Quick Links

Looking for settings/configuration for FASTEST reindex on idle system.

From:	Jeff Amiel <becauseimjeff(at)yahoo(dot)com>
To:	"pgsql-general(at)postgresql(dot)org" <pgsql-general(at)postgresql(dot)org>
Subject:	Looking for settings/configuration for FASTEST reindex on idle system.
Date:	2014-01-09 22:03:25
Message-ID:	1389305005.50135.YahooMailNeo@web122901.mail.ne1.yahoo.com
Views:	Whole Thread \| Raw Message \| Download mbox \| Resend email
Thread:
Lists:	pgsql-general

I have a maintenance window coming up and using pg_upgrade to upgrade from 9.2.X to 9.3.X.
As part of the window, I’d like to ‘cluster’ each table by its primary key. After doing so, I see amazing performance improvements (probably mostly because of index bloat - but possibly due to table fragmentation)
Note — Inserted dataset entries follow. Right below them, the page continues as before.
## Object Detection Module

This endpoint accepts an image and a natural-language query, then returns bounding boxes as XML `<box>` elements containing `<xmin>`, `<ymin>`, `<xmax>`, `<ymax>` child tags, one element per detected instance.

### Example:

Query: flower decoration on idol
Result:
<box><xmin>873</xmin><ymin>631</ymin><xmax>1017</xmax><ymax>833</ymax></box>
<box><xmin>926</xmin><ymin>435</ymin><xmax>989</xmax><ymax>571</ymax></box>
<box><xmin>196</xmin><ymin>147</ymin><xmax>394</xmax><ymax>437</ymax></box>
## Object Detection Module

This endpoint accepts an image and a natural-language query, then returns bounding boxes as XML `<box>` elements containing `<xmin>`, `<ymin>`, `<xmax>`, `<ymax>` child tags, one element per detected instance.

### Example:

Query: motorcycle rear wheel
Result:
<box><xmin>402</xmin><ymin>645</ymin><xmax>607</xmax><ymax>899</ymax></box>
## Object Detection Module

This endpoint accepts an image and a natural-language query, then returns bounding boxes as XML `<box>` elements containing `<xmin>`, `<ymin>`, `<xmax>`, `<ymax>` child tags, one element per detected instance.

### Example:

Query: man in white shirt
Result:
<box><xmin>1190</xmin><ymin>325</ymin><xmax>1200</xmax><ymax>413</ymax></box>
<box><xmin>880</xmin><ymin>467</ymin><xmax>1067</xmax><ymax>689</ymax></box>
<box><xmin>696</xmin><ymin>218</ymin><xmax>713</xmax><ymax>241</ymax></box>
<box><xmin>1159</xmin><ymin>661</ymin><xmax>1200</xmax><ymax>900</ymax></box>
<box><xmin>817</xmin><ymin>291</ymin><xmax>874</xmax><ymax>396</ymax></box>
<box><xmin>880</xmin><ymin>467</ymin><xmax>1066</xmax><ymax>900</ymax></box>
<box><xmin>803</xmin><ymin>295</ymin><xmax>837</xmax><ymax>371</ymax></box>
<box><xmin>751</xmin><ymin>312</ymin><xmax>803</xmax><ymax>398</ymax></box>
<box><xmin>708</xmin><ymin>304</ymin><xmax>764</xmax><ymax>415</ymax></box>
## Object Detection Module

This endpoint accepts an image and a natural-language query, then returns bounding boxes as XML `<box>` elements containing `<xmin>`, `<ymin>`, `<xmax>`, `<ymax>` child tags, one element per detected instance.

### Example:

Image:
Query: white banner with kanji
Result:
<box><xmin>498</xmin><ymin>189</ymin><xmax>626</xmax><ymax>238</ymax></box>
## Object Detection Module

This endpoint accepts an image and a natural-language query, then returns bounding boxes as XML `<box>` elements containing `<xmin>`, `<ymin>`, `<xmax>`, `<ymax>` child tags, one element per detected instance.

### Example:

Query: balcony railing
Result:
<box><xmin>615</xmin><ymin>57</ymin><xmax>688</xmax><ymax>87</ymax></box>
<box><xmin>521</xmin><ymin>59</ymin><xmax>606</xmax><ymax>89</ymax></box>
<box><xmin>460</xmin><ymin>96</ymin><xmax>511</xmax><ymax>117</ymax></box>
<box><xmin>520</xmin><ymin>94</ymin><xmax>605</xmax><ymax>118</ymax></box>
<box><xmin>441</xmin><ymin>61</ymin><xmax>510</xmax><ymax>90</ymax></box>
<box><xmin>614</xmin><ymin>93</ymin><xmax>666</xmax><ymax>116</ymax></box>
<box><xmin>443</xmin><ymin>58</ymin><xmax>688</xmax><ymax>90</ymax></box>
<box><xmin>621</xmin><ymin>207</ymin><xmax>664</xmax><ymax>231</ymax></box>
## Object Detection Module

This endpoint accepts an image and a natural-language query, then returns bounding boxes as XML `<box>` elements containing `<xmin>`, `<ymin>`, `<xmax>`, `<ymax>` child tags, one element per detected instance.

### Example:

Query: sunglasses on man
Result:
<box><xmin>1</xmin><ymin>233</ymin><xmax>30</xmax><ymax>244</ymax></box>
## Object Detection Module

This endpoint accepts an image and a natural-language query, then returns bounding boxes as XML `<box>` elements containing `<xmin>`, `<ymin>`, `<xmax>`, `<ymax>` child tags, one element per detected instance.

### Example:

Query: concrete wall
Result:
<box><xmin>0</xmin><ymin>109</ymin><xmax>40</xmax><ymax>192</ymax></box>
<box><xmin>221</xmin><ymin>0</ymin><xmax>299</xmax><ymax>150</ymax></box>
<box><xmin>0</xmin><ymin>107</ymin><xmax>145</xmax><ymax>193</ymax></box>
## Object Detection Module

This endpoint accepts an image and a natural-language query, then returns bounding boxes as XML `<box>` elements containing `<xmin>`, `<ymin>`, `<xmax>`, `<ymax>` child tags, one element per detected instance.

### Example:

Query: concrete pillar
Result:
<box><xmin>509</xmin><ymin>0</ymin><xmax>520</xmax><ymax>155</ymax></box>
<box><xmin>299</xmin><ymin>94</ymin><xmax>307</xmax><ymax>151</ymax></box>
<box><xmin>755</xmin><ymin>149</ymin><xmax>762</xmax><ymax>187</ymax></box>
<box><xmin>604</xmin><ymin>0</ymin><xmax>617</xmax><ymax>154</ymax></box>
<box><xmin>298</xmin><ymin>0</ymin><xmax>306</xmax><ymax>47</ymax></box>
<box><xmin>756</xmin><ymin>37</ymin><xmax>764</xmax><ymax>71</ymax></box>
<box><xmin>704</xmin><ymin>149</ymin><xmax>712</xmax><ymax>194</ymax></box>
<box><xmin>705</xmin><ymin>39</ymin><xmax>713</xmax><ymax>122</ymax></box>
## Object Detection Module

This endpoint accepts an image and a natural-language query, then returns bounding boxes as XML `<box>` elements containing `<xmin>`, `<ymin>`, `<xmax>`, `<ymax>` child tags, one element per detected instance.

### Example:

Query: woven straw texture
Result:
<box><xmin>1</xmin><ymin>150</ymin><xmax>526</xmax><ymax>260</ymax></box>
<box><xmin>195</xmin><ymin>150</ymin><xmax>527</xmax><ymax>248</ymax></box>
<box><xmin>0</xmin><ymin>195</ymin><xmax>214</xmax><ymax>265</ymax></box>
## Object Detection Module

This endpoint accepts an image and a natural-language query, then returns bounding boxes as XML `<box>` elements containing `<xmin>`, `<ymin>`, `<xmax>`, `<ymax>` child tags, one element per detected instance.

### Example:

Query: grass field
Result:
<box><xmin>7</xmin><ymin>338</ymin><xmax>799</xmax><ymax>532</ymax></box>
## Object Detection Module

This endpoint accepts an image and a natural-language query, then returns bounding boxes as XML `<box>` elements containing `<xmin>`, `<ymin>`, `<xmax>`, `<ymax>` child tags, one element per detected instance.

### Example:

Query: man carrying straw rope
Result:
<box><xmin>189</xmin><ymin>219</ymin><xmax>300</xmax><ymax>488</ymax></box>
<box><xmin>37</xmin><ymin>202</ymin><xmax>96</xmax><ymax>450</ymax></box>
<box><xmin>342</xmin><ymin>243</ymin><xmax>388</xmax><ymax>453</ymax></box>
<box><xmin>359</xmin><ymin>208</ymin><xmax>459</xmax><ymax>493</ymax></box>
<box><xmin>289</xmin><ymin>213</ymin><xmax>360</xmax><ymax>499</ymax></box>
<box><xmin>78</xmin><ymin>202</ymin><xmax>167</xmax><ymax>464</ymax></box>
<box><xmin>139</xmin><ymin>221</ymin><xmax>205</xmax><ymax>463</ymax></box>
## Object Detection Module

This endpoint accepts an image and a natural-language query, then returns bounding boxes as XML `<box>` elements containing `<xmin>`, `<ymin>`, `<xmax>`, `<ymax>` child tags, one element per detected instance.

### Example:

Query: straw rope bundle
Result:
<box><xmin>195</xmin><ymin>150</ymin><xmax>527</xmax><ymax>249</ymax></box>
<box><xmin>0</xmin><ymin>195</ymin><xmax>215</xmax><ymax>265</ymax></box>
That being said, I have a single table that is blowing my window -
at 140 million rows (28 gig in size with 75 gig worth of indexes), this bad boy is my white whale. There are 10 indexes (not including the primary key). Yes - 10 is a lot - but I’ve been monitoring their use (most are single column or partial indexes) and all are used.

That being said, I’ve been reading and experimenting in trying to get a cluster of this table (which re-indexes all 10/11 indexes) to complete in a reasonable amount of time.

There are lots of settings and ranges to chose from and while my experiments continue, I was looking to get some input. Lowest I have gotten for clustering this table is just under 6 hours.

I am familiar with pg_reorg and it’s sibling pg_repack - but they call the base postgresql reindex functions underneath - and I have learned by using ‘verbose’ that the actual clustering of the table is quick - it’s the reindexing that is slow (It’s doing each reindex sequentially instead of concurently)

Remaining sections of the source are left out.